By Rajesh Kumar
‘The Rear Window’ by Anupam Sud seems as an apt depiction of urban life that shows the public hush and rush in a city bus of Delhi, with emphasis on the human body. “Sinister and enigmatic, deceptive and irreal, these compositions also carry a subtle sense of humour, playfulness and even mischief. Anupam’s works are often presented in the style of a puzzle or a game.” comments Roobina Karode in her curatorial note for the exhibition ‘Between Vows & Words’. The show takes its title from an etching by Anupam Sud. In her note, Roobina views the artist’s dimly lit chiaroscuro-laden imagery as “a realm suspended between…theatric vows and broken words.” She justifies the title of the retrospective by declaring that the viewer “is expected to traverse the speculative terrain of interpretation, quite like the couple in Between Vows and Words (1995)—trapped in the twilight zone between the enunciations of promise and the terms of agreement unmoored and floating without syntax or meaning.”
When viewed from the perspective of an art lover, even the huge museum space of KNMA seems a bit too small to contain the variety and scale of artworks by Anupam Sud in the ongoing exhibition. The figures in the large canvases gaze back to the eyes of the viewer, with their eyes expressing doubt over their identity against the backdrop of various incidents from the past.
The exhibition displays works from various series by Anupam, such as the ‘Dialogue Series’ that shows human communication without any spoken words. This series comprises human figures in dialouges — sometimes disjunctive — with the backdrops of some key socio-political events of past decades, such as the 2008 terrorist attack and the birth of the first test tube baby. Other artworks in the show depict male and female sexualities, and the human predicament in an urban life.
Witnessing Anupam’s artworks from her long career span of five decades was quite an experience in and of itself. The voluminous and thoughtful output is a testament to the artist’s unwavering dedication towards her art practice. Her images strongly evokes many inner feelings and emotions in a viewer.

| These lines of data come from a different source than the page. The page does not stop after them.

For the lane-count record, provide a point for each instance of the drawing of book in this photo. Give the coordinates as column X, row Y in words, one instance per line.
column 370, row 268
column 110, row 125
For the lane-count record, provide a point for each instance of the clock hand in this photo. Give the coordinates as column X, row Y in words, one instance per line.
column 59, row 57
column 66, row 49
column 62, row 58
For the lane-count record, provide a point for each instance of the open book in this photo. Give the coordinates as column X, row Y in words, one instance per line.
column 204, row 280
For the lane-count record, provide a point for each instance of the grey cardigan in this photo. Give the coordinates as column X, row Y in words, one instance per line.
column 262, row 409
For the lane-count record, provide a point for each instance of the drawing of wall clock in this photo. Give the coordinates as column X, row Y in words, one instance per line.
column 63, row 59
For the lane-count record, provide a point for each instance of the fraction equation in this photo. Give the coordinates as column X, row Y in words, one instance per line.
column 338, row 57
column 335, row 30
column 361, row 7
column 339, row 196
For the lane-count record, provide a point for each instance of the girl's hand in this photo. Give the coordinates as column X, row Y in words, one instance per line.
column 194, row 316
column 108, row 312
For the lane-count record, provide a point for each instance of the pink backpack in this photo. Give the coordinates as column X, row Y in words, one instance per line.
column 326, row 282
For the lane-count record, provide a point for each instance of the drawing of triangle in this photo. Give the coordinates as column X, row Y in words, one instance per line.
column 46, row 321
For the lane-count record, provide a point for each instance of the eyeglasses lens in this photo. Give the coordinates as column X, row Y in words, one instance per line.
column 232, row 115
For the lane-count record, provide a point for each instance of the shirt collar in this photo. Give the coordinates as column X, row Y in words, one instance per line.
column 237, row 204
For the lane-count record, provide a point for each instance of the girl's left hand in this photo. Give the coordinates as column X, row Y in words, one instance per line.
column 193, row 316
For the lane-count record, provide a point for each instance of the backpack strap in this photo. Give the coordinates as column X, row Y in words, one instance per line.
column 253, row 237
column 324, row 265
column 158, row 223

Anupam has been an artist adept at the art of drawing, and her oeuvre is widely appreciated the world over for her printmaking works. The exhibit showcases her expertise in etching, through which she has deftly engaged with socially relevant themes and interrelation between males and females. The artist was a student in the Printmaking Department set up by another luminary of Indian Modern Art — Somnath Hore, and taught there as well for quite some time. In her printmaking practice, we not only see a brilliant artist skilfully depicting human life bordering on the existential, but we also get to witness the continuity and development of the art of printmaking in the country. Anupam Sud was the youngest member of Group 8 — an art group dedicated solely to printmaking, created in 1968 by Anupam’s college teacher and artist Jagmohan Chopra.